Temía que alguien entrara en la casa para buscar supervivientes, pero nadie lo hizo. Al final se fueron, después de relatar a gritos estadísticas terribles de víctimas junto al mar durante las inundaciones provocadas por el huracán. Marina estaba muy satisfecha de que papá no se hubiera despertado en ese momento. Le habría alarmado.
Cuando él se despertó, había cinco pulgadas de agua en el cuarto de estar, y fuera la inundación estaba subiendo rápidamente por encima de los alféizares. Miró aturdido a su alrededor: las viejas revistas y ceniceros, las tazas de té que se balanceaban fortuitamente a la débil luz de la linterna de Marina.
—Marina, han... Marina, ¿no ha venido nadie a por nosotros? —ella apenas podía oírle; su expresión suplicaba más elocuentemente que sus palabras—. ¿Cómo me he podido dormir en medio de esto? ¿Por qué estoy tan débil?
—Madre vendrá ahora a por nosotros —le dijo Marina—, Ella necesitaba la tormenta para venir, papá; necesitaba el agua. Nos llevará a su casa del fondo del océano, donde nunca hay tormentas.
Su padre la miró fijamente con su pálida cara cubierta de sudor. Afuera, el viento ululaba y la casa vibraba alrededor de ellos, zumbando en un tono menor, como si cantara un réquiem por su propia destrucción.

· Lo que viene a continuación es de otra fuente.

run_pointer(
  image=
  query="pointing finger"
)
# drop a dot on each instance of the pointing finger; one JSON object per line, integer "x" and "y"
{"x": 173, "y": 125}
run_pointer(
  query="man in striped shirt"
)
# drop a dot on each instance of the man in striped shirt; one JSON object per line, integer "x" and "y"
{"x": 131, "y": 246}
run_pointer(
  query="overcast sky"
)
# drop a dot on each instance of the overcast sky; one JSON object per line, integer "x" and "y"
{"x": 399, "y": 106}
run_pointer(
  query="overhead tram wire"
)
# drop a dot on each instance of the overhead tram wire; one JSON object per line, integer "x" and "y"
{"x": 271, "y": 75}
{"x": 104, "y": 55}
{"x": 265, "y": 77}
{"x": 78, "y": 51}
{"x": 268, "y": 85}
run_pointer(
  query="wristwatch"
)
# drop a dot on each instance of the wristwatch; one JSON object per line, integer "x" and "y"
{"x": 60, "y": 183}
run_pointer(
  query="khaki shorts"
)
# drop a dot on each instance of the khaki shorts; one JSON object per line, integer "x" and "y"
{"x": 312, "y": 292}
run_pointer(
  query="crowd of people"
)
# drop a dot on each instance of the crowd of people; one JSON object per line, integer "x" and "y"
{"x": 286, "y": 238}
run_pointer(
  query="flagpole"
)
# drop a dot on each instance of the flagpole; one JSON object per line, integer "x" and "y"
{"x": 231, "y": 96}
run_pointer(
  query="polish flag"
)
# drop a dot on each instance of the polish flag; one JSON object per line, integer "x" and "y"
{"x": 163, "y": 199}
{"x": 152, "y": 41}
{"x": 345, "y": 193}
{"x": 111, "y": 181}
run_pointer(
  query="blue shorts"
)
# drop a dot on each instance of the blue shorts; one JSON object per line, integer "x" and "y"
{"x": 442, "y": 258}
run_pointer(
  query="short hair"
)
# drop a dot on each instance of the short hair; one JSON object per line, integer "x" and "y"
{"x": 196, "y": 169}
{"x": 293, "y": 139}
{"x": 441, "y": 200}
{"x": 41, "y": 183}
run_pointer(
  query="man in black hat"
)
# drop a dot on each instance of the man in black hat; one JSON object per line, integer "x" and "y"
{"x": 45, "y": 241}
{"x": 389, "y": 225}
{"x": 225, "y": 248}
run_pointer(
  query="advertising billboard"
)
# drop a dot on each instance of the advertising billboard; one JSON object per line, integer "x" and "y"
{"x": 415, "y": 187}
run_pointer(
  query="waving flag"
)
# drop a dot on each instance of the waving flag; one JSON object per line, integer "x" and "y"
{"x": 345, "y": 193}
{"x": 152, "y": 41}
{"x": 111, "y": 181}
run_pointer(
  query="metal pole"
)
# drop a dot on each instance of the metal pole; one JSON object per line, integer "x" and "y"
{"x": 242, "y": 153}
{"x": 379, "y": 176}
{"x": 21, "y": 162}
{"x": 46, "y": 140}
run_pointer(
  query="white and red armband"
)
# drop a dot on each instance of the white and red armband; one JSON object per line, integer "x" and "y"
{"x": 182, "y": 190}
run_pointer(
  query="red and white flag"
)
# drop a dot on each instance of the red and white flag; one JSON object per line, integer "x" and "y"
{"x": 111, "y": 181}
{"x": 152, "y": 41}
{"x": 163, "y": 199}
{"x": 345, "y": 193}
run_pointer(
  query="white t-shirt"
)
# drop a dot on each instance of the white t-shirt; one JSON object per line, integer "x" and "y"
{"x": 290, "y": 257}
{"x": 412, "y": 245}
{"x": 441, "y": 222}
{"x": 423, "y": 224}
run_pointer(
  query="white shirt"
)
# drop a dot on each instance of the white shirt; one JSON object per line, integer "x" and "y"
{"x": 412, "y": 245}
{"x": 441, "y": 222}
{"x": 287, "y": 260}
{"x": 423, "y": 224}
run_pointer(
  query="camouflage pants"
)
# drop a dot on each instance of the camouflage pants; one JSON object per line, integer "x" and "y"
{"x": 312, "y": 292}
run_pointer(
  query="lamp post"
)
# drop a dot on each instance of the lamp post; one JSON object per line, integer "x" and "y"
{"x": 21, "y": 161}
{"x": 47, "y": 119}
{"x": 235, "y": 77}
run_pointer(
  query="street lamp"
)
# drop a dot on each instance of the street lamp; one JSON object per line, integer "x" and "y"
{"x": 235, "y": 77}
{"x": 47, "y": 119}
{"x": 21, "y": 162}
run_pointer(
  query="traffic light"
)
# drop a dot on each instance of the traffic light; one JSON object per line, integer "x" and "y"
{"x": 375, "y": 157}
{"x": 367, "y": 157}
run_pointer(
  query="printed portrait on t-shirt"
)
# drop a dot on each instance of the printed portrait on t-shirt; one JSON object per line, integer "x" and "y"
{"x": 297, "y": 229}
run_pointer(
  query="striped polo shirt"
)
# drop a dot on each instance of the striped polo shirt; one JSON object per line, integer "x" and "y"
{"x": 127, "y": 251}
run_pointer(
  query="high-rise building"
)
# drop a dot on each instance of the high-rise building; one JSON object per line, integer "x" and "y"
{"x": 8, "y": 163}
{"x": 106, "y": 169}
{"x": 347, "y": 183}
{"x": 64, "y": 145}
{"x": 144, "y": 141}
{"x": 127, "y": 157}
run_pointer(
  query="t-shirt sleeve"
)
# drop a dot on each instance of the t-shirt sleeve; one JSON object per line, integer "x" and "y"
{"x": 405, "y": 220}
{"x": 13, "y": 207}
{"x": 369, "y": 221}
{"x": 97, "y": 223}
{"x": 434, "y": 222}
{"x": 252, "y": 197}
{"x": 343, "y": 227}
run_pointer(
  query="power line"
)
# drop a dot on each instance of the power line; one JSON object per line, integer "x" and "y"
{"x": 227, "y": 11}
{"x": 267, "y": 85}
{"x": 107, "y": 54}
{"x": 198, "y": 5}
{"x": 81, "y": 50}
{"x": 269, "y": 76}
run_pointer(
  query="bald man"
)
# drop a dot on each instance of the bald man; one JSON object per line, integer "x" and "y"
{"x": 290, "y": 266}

—No —dijo intentando levantarse. Las pastillas hacían pastosa su voz; siempre que lograba incorporarse, se derrumbaba de nuevo—. Marina, has estado soñando todas esas historias de perlas y corales... No volverá, no. Nunca más. ¡No puede volver!
Parecía tan asustado que Marina se compadeció de él. ¿Qué podría decirle para hacerle comprender?
—Papá, estaremos a salvo. No te preocupes. Madre estará aquí pronto. Estoy segura de que encontrará la forma de darte una cola a ti también. Nos llevará a casa.
Marina podía sentir cómo empezaban a alargarse los dedos de los pies; las membranas que había entre ellos se estiraban como había soñado con frecuencia. Esta vez no intentó detenerlos.
—No —dijo él, haciendo otro esfuerzo inútil por incorporarse—. Está muerta. Tenemos que irnos. Tenemos que salir como... como todos los demás. O moriremos también. Por favor, Marina. Por favor. Ayúdame a levantarme.
—No podemos irnos, papá. Es demasiado tarde.
Mientras estaba hablando, una de las ventanas selladas se abrió violentamente. Dentro de los torrentes de agua que se precipitaban hacia ellos, Marina vio una forma borrosa, turbia y oscura.
—¡Oh, papá, mira, está aquí!
Por supuesto, aquéllas eran unas manos extendidas dando la bienvenida; por supuesto, aquella trémula luz blanca era una sonrisa amorosa, aquellos filamentos arremolinados, los lujosos rizos del largo cabello negro de madre. Pero el padre de Marina gritó con un ronco bramido, levantando las manos. Debe haber sido el mismo mar del que se escondía; ¿cómo podía asustarse de su amada esposa?
Marina quería decir algo reconfortante, pero no había tiempo. Las olas estaban encima de ellos, y con su última inspiración de aire se lanzó alegremente a los brazos extendidos de su madre.